よかった、また騒ぎになったりしたら嫌だもんね。
「リューイ、世話になった礼がしたいのだが、なんでも願いを言ってくれ。私の大事なシュウを喜ばせてくれたのだから、私に叶えられることならなんでもしてやるぞ」
フレッドの言葉にリューイさんとアンナさんは顔を見合わせて驚いていたけれど、リューイさんはにっこりと笑顔を浮かべて、
「私どもの願いはただ一つ。またお二人でお店にお越しいただき、私の料理を美味しいと召し上がってくださることが何よりも褒美でございます」
と言ってくれた。
リューイさんの笑顔が眩しい。
以前の時には見られなかったリューイさんの心からの笑顔。
ああ、本当に今の世界はリューイさんにとって幸せになったんだな。
「リューイ……わかった。これから、月に一度はシュウを連れて食事に来よう」
「――っ! まことでございますか! ああ、本当に嬉しゅうございます。公爵さま、ありがとうございます」
「いや、私もシュウを連れて遠出する目的ができた。毎月其方たちに会って、食事ができるのを楽しみにしておこう」
「はい。その時は腕によりをかけてつくらせていただきます」
「ああ、頼むよ。なぁ、シュウ」
「はい。美味しい食事、また食べに来ますね」
嬉しそうなアンナさんとリューイさんに見送られながら、ぼくたちは店を出た。
入った時と違って、大勢の人たちの姿はない。
きっと騎士さんたちが上手くお話をしてくれたのかもしれない。
「シュウ……馬車に戻ろうか?」
「うん……あの、今日は海には行っちゃダメかな?」
「海? 行きたいのか?」
「うん。あの時、フレッドが一生をぼくと一緒にいてくれるって誓ってくれて嬉しかったから。またあの海を一緒に見たいなって」
「そうか……。レオン、少しだけ海に行くのは可能か?」
「はい。この店の裏の海でしたら、誰も入れませんので問題ありません。どうぞご案内いたします」
レオンさんに連れられて店の裏側から外に出ると、ザァーっ、ザァーっと波の音が聞こえてきて、懐かしい気持ちでいっぱいになった。
気づけばぼくの目から涙がこぼれてしまっていた。
「シュウ? どうした? 泣いてるのか? 何かあったか?」
心配そうな表情でさっとぼくを抱きしめてくれるフレッドに必死に顔を横に振って答えた。

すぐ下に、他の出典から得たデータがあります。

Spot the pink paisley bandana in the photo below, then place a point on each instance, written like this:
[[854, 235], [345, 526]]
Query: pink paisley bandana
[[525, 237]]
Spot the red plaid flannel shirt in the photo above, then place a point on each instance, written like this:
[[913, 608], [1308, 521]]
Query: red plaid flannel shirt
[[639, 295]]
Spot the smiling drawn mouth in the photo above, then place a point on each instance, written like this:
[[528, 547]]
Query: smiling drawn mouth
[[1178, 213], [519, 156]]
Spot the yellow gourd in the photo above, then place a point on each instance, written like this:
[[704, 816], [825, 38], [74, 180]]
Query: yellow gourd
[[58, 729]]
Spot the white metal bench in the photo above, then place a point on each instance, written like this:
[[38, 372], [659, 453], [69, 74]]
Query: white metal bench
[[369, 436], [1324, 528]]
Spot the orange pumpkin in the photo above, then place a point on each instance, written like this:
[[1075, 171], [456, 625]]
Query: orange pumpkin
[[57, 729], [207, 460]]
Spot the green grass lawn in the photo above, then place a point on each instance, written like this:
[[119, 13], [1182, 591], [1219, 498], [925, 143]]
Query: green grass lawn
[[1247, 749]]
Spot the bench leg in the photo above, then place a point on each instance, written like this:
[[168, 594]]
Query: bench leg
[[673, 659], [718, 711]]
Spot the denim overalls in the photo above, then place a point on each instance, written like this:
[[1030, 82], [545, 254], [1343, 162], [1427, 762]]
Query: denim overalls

「ち、ちが――っ、ま、えに……ふれっど、と……きたときの、こと、おもいだして…」
「ああ。そうだったか。そうだな。懐かしいな」
スッとぼくを抱きかかえてあの時と同じ場所に立つと、あの時のルドガーさんのようにマクベスさんがさっと敷物を敷いてくれた。
フレッドはフッと笑みを浮かべながら、腰を下ろしあぐらをかくフレッドの足の間にぼくを座らせてぎゅっと抱きしめた。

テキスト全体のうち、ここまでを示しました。